Professor Mercalli, quest'anno a Frosinone agosto è il mese più piovoso a fronte di un inverno molto secco. Colpa dei cambiamenti climatici?
«Ciò rientra nella variabilità climatica. Bisogna vedere se è una tendenza di lungo termine. Se, mettiamo, ciò accade per 50 anni, possiamo parlare di una tendenza. Un anno può accadere che agosto sia più piovoso. Del resto basta un temporale, un pomeriggio, per avere una media di agosto diversa. Si tratta di dati molto più irregolari rispetto alle temperature e non basta analizzare una singola stagione».

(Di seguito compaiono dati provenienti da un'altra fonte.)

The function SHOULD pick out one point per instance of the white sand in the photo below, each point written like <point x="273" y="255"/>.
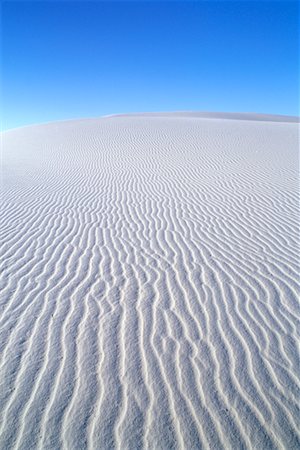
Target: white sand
<point x="149" y="284"/>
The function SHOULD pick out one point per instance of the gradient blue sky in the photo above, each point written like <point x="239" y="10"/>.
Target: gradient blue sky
<point x="63" y="60"/>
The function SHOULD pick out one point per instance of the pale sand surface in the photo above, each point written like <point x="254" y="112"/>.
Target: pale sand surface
<point x="149" y="283"/>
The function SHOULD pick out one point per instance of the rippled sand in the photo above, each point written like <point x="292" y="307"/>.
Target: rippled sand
<point x="149" y="284"/>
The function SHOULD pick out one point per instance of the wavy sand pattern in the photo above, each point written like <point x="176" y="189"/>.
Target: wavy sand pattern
<point x="149" y="284"/>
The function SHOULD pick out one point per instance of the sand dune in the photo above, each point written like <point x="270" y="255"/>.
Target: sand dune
<point x="149" y="284"/>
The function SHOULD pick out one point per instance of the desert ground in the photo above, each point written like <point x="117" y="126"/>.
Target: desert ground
<point x="150" y="283"/>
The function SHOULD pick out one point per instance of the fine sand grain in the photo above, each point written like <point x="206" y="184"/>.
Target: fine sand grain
<point x="149" y="283"/>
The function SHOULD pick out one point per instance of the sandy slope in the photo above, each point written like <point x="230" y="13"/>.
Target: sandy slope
<point x="149" y="284"/>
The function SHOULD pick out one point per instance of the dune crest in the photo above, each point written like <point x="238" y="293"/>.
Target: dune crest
<point x="149" y="284"/>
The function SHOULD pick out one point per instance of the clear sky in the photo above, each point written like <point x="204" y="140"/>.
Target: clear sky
<point x="63" y="60"/>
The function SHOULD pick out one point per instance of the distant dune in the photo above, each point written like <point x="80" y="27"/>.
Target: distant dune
<point x="150" y="283"/>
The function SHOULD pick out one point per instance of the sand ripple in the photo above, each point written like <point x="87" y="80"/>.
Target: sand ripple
<point x="149" y="284"/>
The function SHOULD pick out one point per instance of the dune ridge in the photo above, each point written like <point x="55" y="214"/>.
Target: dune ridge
<point x="150" y="284"/>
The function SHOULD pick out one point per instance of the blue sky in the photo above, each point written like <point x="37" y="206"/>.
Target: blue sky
<point x="63" y="60"/>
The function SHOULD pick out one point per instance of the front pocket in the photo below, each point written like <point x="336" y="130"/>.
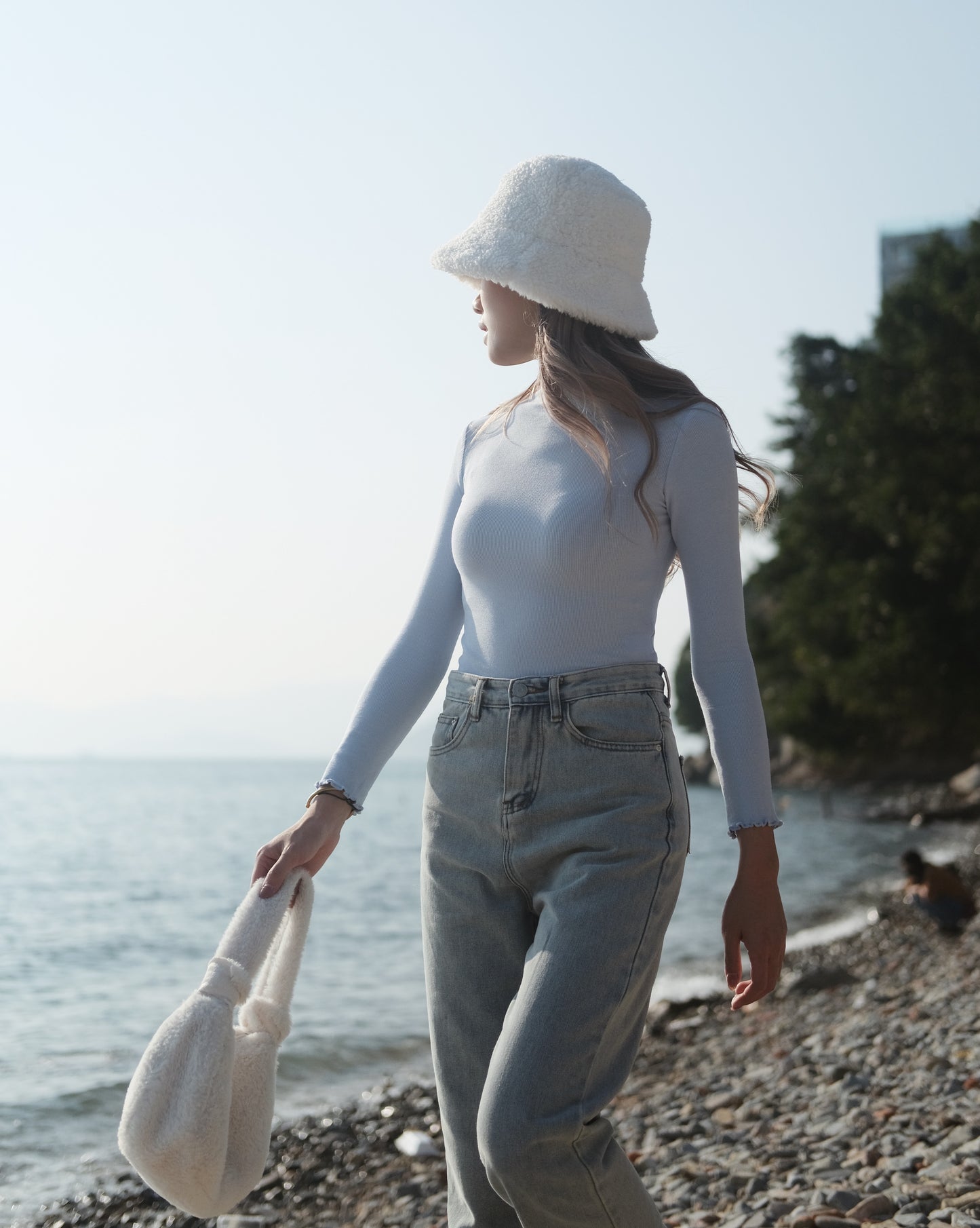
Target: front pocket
<point x="614" y="721"/>
<point x="448" y="731"/>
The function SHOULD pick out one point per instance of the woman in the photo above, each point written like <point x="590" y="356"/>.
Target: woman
<point x="555" y="820"/>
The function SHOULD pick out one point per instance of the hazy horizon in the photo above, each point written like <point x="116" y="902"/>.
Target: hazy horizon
<point x="233" y="383"/>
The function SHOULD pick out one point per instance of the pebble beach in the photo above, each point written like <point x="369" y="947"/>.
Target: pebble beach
<point x="850" y="1094"/>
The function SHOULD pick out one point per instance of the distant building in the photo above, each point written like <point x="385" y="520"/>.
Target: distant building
<point x="898" y="251"/>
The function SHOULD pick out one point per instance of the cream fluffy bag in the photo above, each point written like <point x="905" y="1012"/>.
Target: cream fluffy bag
<point x="198" y="1115"/>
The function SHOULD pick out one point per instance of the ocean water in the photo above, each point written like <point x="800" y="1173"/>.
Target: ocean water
<point x="119" y="877"/>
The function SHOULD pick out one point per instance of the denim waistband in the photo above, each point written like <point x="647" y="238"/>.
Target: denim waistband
<point x="480" y="691"/>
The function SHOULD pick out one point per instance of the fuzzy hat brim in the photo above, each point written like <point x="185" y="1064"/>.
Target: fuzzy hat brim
<point x="551" y="274"/>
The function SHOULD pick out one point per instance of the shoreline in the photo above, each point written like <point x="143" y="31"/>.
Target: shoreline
<point x="857" y="1079"/>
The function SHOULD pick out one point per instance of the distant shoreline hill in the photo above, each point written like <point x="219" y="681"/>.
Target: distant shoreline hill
<point x="901" y="791"/>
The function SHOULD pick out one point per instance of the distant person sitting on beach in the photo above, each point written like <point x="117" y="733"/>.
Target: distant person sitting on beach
<point x="939" y="891"/>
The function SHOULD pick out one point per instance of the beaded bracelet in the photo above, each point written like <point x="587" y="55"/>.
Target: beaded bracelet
<point x="333" y="792"/>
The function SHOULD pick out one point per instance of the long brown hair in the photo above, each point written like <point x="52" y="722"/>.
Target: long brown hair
<point x="581" y="364"/>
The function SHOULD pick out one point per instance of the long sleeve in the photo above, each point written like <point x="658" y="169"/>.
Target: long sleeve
<point x="701" y="497"/>
<point x="415" y="664"/>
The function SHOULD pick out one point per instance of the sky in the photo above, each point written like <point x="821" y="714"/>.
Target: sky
<point x="231" y="382"/>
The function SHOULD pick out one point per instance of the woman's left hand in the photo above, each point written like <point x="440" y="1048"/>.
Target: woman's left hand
<point x="753" y="915"/>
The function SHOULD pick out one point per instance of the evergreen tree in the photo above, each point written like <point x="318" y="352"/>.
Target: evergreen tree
<point x="865" y="626"/>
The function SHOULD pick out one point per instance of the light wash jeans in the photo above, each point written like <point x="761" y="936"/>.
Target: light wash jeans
<point x="555" y="829"/>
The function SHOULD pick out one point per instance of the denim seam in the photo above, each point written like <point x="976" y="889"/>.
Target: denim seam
<point x="629" y="982"/>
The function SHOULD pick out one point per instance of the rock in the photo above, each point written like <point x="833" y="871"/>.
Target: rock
<point x="845" y="1202"/>
<point x="872" y="1208"/>
<point x="966" y="782"/>
<point x="822" y="979"/>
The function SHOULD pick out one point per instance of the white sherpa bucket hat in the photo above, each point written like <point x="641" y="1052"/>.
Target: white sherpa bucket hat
<point x="564" y="232"/>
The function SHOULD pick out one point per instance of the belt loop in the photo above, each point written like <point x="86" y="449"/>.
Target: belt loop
<point x="554" y="700"/>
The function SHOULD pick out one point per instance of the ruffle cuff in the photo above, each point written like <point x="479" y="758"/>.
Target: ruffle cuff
<point x="760" y="823"/>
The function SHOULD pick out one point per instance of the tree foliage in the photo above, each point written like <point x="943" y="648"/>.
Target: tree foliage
<point x="865" y="626"/>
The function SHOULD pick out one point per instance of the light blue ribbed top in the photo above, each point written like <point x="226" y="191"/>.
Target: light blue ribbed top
<point x="526" y="564"/>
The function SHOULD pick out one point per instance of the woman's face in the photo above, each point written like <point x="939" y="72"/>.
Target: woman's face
<point x="509" y="321"/>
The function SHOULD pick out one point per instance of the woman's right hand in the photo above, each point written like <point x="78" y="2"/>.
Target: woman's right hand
<point x="309" y="843"/>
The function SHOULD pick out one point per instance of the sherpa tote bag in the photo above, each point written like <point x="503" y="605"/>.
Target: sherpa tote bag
<point x="198" y="1114"/>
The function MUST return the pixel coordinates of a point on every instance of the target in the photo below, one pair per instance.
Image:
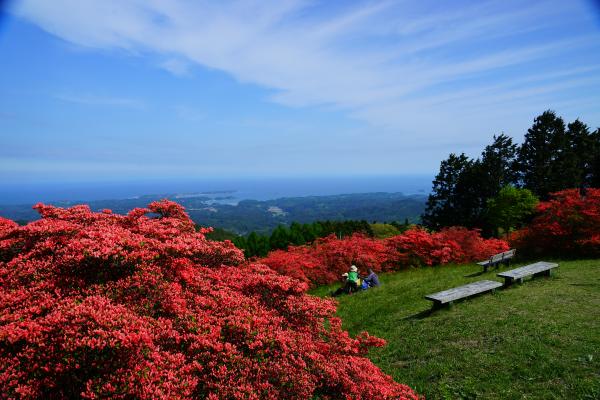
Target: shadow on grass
(420, 315)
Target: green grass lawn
(538, 340)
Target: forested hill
(263, 216)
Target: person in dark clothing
(350, 282)
(372, 279)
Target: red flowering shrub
(566, 225)
(141, 306)
(324, 260)
(473, 247)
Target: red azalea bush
(324, 260)
(566, 225)
(98, 305)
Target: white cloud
(390, 63)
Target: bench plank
(531, 269)
(448, 296)
(496, 259)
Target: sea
(227, 190)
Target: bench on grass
(497, 259)
(536, 269)
(449, 296)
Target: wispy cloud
(390, 63)
(90, 99)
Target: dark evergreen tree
(441, 208)
(540, 156)
(582, 150)
(594, 169)
(280, 238)
(498, 166)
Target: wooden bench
(497, 259)
(537, 269)
(449, 296)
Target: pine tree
(498, 165)
(594, 168)
(541, 149)
(441, 205)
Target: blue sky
(118, 90)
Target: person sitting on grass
(372, 279)
(350, 283)
(353, 281)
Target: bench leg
(436, 305)
(543, 273)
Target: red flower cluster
(566, 225)
(324, 260)
(99, 305)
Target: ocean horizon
(234, 189)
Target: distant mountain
(261, 216)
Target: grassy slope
(539, 340)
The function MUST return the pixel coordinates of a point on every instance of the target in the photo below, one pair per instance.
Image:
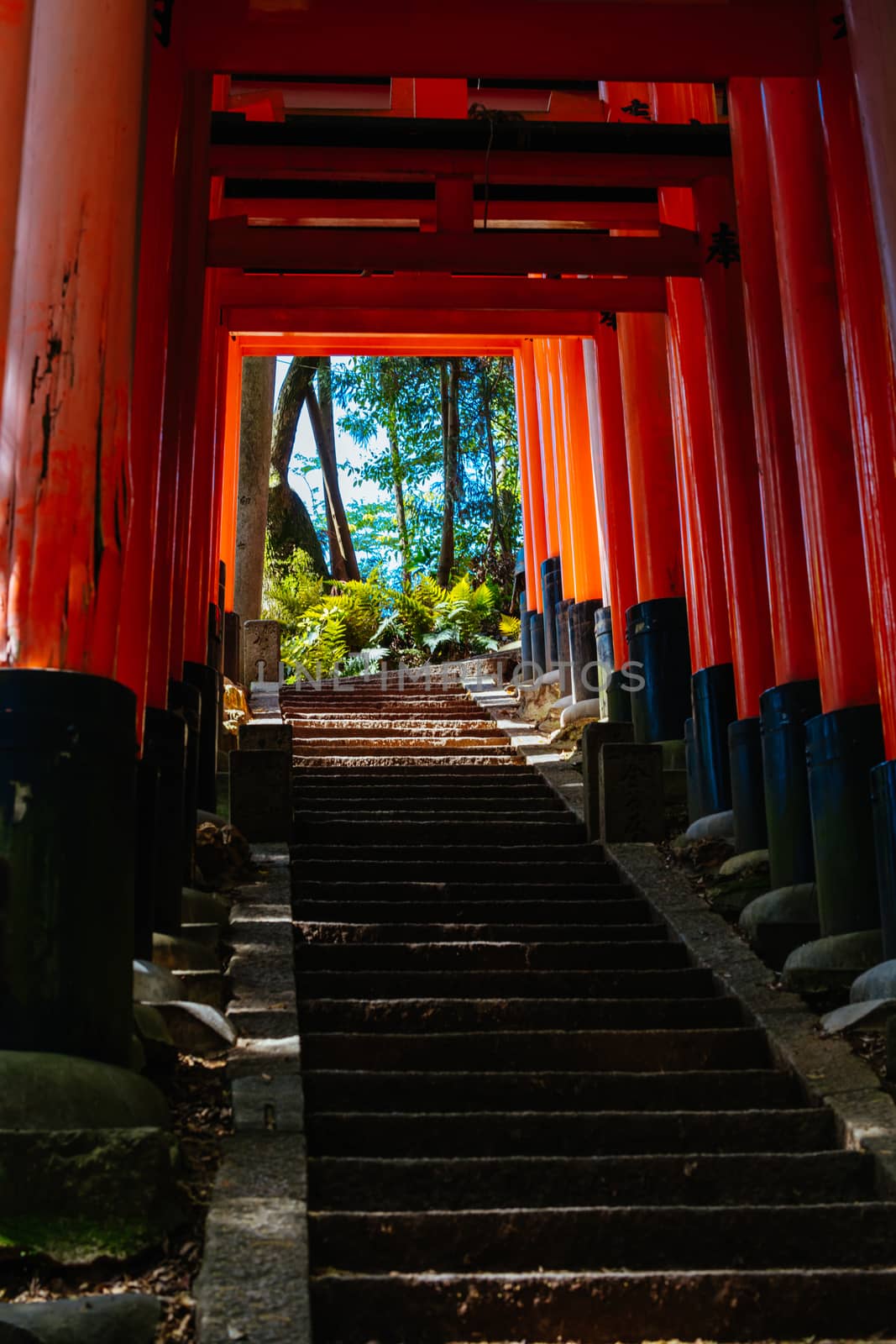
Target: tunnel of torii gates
(679, 219)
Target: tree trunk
(389, 386)
(320, 409)
(493, 467)
(401, 517)
(255, 423)
(289, 524)
(449, 378)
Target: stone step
(694, 1179)
(842, 1236)
(358, 830)
(511, 806)
(501, 916)
(362, 864)
(362, 726)
(453, 1015)
(401, 745)
(512, 770)
(710, 1089)
(634, 1052)
(369, 759)
(573, 1133)
(340, 932)
(602, 1308)
(490, 956)
(445, 897)
(613, 983)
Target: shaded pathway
(528, 1116)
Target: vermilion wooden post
(846, 739)
(872, 400)
(15, 47)
(792, 628)
(569, 558)
(872, 39)
(652, 470)
(735, 448)
(230, 468)
(551, 447)
(586, 533)
(708, 606)
(156, 235)
(526, 492)
(172, 522)
(597, 461)
(584, 514)
(190, 316)
(546, 434)
(202, 506)
(67, 748)
(70, 355)
(795, 696)
(620, 544)
(658, 622)
(531, 441)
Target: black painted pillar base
(841, 749)
(715, 706)
(747, 788)
(67, 840)
(616, 687)
(783, 712)
(233, 647)
(605, 656)
(584, 651)
(660, 651)
(551, 595)
(883, 790)
(207, 682)
(620, 699)
(564, 649)
(147, 835)
(537, 638)
(692, 774)
(526, 633)
(165, 753)
(186, 702)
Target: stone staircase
(530, 1119)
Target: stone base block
(595, 736)
(878, 983)
(832, 963)
(631, 793)
(265, 737)
(110, 1319)
(76, 1195)
(261, 645)
(259, 795)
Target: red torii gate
(118, 483)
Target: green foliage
(291, 586)
(392, 407)
(331, 628)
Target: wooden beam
(231, 242)
(335, 163)
(506, 39)
(348, 343)
(429, 322)
(396, 293)
(325, 212)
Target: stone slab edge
(533, 746)
(826, 1068)
(253, 1284)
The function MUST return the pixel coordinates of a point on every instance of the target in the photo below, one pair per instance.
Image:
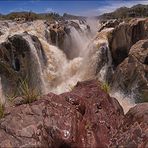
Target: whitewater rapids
(61, 74)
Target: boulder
(18, 61)
(85, 117)
(131, 76)
(133, 133)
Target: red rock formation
(85, 117)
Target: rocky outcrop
(124, 36)
(132, 74)
(18, 61)
(84, 117)
(134, 130)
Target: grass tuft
(28, 94)
(105, 86)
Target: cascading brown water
(92, 59)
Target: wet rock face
(84, 117)
(124, 36)
(132, 73)
(15, 60)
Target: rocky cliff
(84, 117)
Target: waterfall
(36, 70)
(90, 58)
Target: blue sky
(94, 7)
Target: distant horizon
(78, 8)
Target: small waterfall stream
(91, 58)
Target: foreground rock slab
(84, 117)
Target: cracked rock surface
(84, 117)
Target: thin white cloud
(113, 5)
(48, 10)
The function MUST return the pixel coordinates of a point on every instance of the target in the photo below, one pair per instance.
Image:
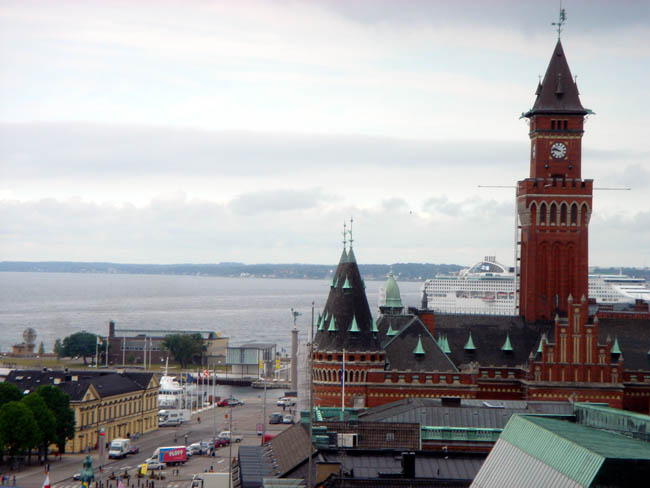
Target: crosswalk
(171, 484)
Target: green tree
(184, 347)
(58, 402)
(44, 419)
(9, 393)
(80, 344)
(18, 429)
(58, 348)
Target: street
(214, 420)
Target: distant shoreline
(404, 271)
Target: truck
(226, 434)
(173, 417)
(119, 448)
(170, 455)
(210, 480)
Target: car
(221, 443)
(230, 438)
(275, 418)
(230, 402)
(286, 402)
(155, 464)
(198, 448)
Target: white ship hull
(488, 288)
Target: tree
(18, 429)
(44, 419)
(9, 393)
(80, 344)
(184, 347)
(58, 402)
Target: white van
(119, 448)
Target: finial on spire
(560, 22)
(350, 232)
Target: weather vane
(560, 22)
(350, 232)
(295, 314)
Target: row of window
(560, 213)
(127, 406)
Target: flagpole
(343, 392)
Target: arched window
(553, 214)
(574, 214)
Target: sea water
(56, 305)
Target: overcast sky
(205, 131)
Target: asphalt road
(244, 422)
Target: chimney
(408, 465)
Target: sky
(200, 131)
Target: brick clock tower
(554, 204)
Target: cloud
(276, 201)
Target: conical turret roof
(558, 92)
(347, 305)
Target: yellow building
(119, 404)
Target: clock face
(558, 150)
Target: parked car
(286, 402)
(226, 434)
(197, 448)
(230, 402)
(275, 418)
(154, 464)
(222, 443)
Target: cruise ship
(488, 288)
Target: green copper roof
(323, 321)
(574, 450)
(393, 297)
(506, 345)
(332, 326)
(419, 349)
(469, 345)
(354, 327)
(444, 344)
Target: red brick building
(558, 349)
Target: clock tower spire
(554, 203)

Sul caldo, con le temperature che continuano ad aumentare, possiamo parlare di una tendenza che va consolidandosi?
«Sulle temperature non ci sono dubbi che ciò stia accadendo. Il dato è più omogeneo. Se fa caldo a Firenze, farà caldo anche a Roma e così a Frosinone».
Possiamo parlare di ondate di calore?
«Le ondate di calore sono perfettamente inserite in un aumento delle temperature globali. È un problema non solo italiano, ma di tutto il mondo. I 40° di Londra è qualcosa di inaudito. Non ci sono dubbi su un trend di intenso aumento delle temperature. Diverso è il discorso sulle piogge che sono più localizzate e la statistica cambia. Per le piogge gli studi sono più complicati e di ambito regionale e locale».

Le ondate di calore, e ce lo dice l'ultimo monitoraggio del ministero della salute, causano un eccesso di mortalità.
«Le ondate di calore incidono sull'eccesso di mortalità. Certamente sugli anziani è un fattore di mortalità. Il 2003 in tutta Europa causò 70.000 vittime. Ma anche nel 2015, estate molto simile all'attuale, ci fu un eccesso di mortalità. Comunque, i dati sono ancora preliminari, bisognerà attendere la fine della stagione per numeri più precisi».

Il freddo invece?
«Nel mondo i problemi legati al freddo sono 12 volte inferiori ai problemi di caldo. Non è quello il problema. Non c'è storia».

Le piccole realtà come quella ciociara possono fare qualcosa per contrastare i mutamenti climatici?
«Piccoli e grandi, tutti noi dobbiamo consumare meno. Produciamo troppo gas serra. I riscaldamenti d'inverno, i condizionatori d'estate, tutto quello che facciamo ha una ricaduta sul clima, dai rifiuti al consumo di plastica alle polveri sottili. La ricetta c'è ma nessuno la vuol mettere in pratica. Tutti vogliono mantenere i privilegi acquisiti. Nessuno è disposto a rinunciarvi. È come l'obeso cui il medico dice che deve fare la dieta per evitare l'infarto e non la vuol fare».